L'ura may be a floating, near-divine mass of energy in Warcraft lore, but in-game she still has a health bar, and it reads 149 million health. That was enough to catch the attention of YouTuber Rextroy, who has built a reputation on finding the sort of weird edge cases most designers hope nobody notices.
First problem: staying alive inside the room
The first obstacle was not damage output. It was simply not melting immediately.
Anyone who enters L'ura's domain near the newly voided Sunwell takes heavy periodic damage. The game hits players for about 40% of their health every second, which is less a hazard and more a strongly worded suggestion to leave.

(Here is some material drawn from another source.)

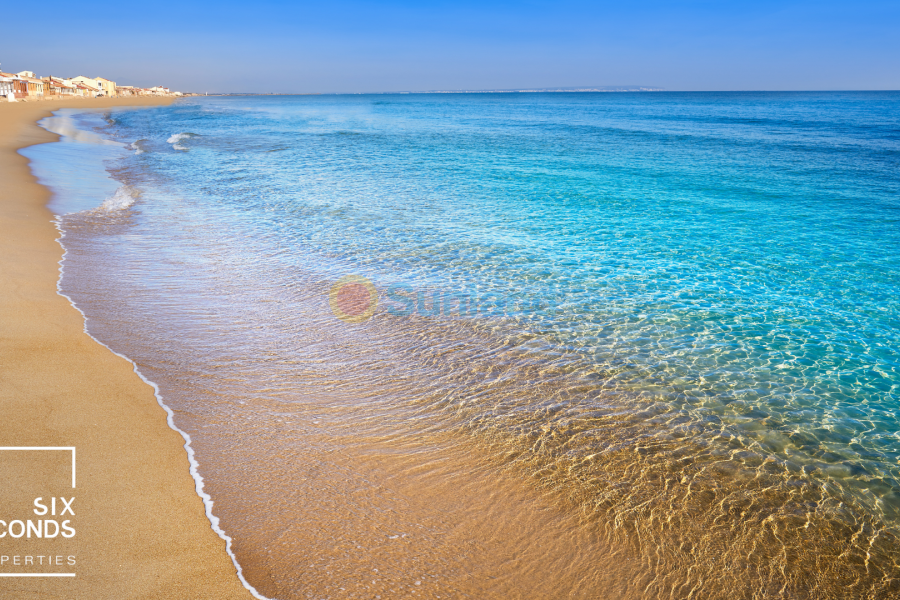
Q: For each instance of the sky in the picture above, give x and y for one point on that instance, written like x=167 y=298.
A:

Rextroy started digging into how the damage-over-time effect worked and found a loophole. The game treats the player as the source of the damage, which opened the door to a very strange workaround. By dying outside the chamber and then accepting resurrection sickness, which cuts damage done by 75%, the incoming DoT became manageable enough to survive for several minutes.
That gave Rextroy and the group enough time to test theories instead of being instantly turned into a floor decoration.
Pets, healing, and the need for one giant hit
Over the next few days, the group learned that hunter pets could technically damage L'ura, but not in any useful way. The boss also heals itself over time, so the pet damage effectively amounted to nothing. If they were going to make a dent, it had to be with one very large burst of damage, not a steady grind.
The answer they settled on involved a sacrificial rat and a bugged monk attack. The setup was based on a previous exploit Rextroy had already used, and it relied on the way high-level characters can deal bonus damage to low-level enemies, plus the way the monk ability passes that damage along to L'ura.
In other words, the plan was simple in the way only a very bad plan can be simple: shrink themselves, summon rats, and hit the boss with a ridiculously amplified strike.
On Saturday, after gathering as many rats as they could, the team used a toy that reduces damage by 99 percent to solve the DoT problem, then spawned the rat item and started testing. The first rat brought L'ura down to half health. The second rat did not finish the job.
A third player then gave their rat a smack, hoping the boss was only hanging on by a thread. That also failed. At that point, the group finally realized the problem was not their math. It was Blizzard.
"Blizzard… that's so boring," Rextroy said after it became clear that L'ura was simply designed to be unkillable.
Blizzard had already closed the loophole
The combat log showed that the group had dealt more damage than L'ura had left. Unfortunately for them, the boss was not actually meant to die before the raid opened. Blizzard had quietly made sure of that.
So the hoped-for early world first never happened. There was no dramatic pre-release kill, no clever last-second triumph, and no reason for the raid team to start printing celebratory shirts just yet.
But the experiment did not end there. Rextroy used the same knowledge to blow up a mythic-plus boss in a single hit and to surprise some players in PvP. Those tricks were entertaining in their own right, but they were not quite as satisfying as taking down L'ura would have been.
Still, Rextroy and friends can claim one unusual distinction: they are almost certainly the first, and probably the last, players to defeat L'ura as a group of monks and rats. Which is not the sort of line Blizzard usually puts in the patch notes, but here we are.